A histogram is a common type of graph used to show the frequency of occurrence of different values. It is essentially a bar chart which is used to show the distribution of data gathered within a specific time period. The x-axis represents the values present in the data, while the y-axis (and thus the height of each bar) represents the frequency of occurence of that value or range of values.

The benefit of using a histogram is that it is simple to create and to understand, and most people in a business setting are accustomed to viewing such graphs. Use a histogram when you have numerical data and want to understand the data distribution, including its shape and central tendency.

Learn to create a histogram in Excel in Michele McDonough's two-part series, Six Sigma Histograms in Microsoft Excel.

Scatterplot

A scatterplot or scatter diagram visually depicts the distribution of data when both the x and y variables are numerical. For instance, a scatterplot could show the number of births each year plotted against the number of storks spotted that year. With this type of graph you can easily see whether there is any possibility that the two variables are related. If not, the data points will be scattered randomly. If a strong linear relationship exists, the dots will be scattered as if drawn along an invisible line. If the relationship is weaker, the dots will be arranged more loosely but still show a tendency for the y variable to either increase or decrease as the x variable increases.

Use this type of graph when you have two numerical variables and are interested in the relationship between them. In most programs you can also add a line of best fit and determine if there is a statistically significant correlation.
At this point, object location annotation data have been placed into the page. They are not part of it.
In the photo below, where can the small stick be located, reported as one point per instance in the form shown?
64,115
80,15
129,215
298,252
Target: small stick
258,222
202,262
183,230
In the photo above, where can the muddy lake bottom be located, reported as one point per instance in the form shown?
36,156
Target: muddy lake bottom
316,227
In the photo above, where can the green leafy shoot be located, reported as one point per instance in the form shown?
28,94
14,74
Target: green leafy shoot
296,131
Create a scatterplot in Excel using these instructions: Microsoft Excel 2007: Create a Scatter Plot.

Pareto Chart

A Pareto chart may look at first glance like a histogram, but there are two key differences. The first is that the x variable is categorical rather than numerical. For instance, the x variable may be type of defect. The second difference is that the bars are arranged in decreasing order of frequency.

Use a Pareto chart when you are exploring the distribution of data across categories, particularly if you are trying to figure out how to focus your efforts. Analyzing the data with this tool lets you assess which categories are most frequent and whether a few categories represent a majority of the data.
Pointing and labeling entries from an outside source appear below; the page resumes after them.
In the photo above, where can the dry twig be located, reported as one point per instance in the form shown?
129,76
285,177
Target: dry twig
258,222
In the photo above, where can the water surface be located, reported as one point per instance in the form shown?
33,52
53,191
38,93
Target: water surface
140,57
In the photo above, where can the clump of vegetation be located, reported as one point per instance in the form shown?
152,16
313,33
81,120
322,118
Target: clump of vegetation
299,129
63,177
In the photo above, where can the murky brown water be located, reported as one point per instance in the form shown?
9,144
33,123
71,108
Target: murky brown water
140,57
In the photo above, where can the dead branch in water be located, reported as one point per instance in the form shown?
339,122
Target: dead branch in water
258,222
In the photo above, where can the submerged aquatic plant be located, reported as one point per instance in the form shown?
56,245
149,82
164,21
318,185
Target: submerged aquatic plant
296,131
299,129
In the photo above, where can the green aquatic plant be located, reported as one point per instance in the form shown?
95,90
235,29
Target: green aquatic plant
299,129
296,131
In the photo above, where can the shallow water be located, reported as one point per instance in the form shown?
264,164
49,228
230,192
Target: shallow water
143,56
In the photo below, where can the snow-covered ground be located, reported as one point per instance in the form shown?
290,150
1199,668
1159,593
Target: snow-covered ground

Read more about Pareto charts in my article, The Pareto Principle and Its Application in Six Sigma.

Box-and-Whiskers Plot

Box-and-whiskers plots, or boxplots for short, are helpful when you are interested in the details of the distribution of numerical data. They are especially useful for comparing numerical data across multiple groups or categories.

From a boxplot you can quickly get information about the mean or median of the data, the overall distribution and degree of variation, and the existence of outliers. You can also see how greatly distributions for different groups overlap. Boxplots are often generated as part of an analysis of variance (ANOVA) in programs such as Minitab.

Time Series Plot

A time series plot is a graph that shows how your data changes over time. It is simpler than a control chart, and is useful if you want to get a quick look at the data to see if there are trends or obvious outliers.

Control Chart

Anyone who has spent any time learning about Six Sigma is likely to be aware of control charts, as they are a hallmark of Six Sigma data analysis. A control chart is a special type of time series plot that incorporates statistical process control (SPC). Specifically, the upper and lower control limits are calculated and shown, to represent the range of values you could expect to have if your process is not affected by special cause. That is, it shows the amount of variation inherent in your process itself.

Control chart analysis reveals the presence of various types of special cause in the form of trends, outliers, and more. Use it for most DMAIC projects and any time you want to analyze your data to learn about variation and changes over time.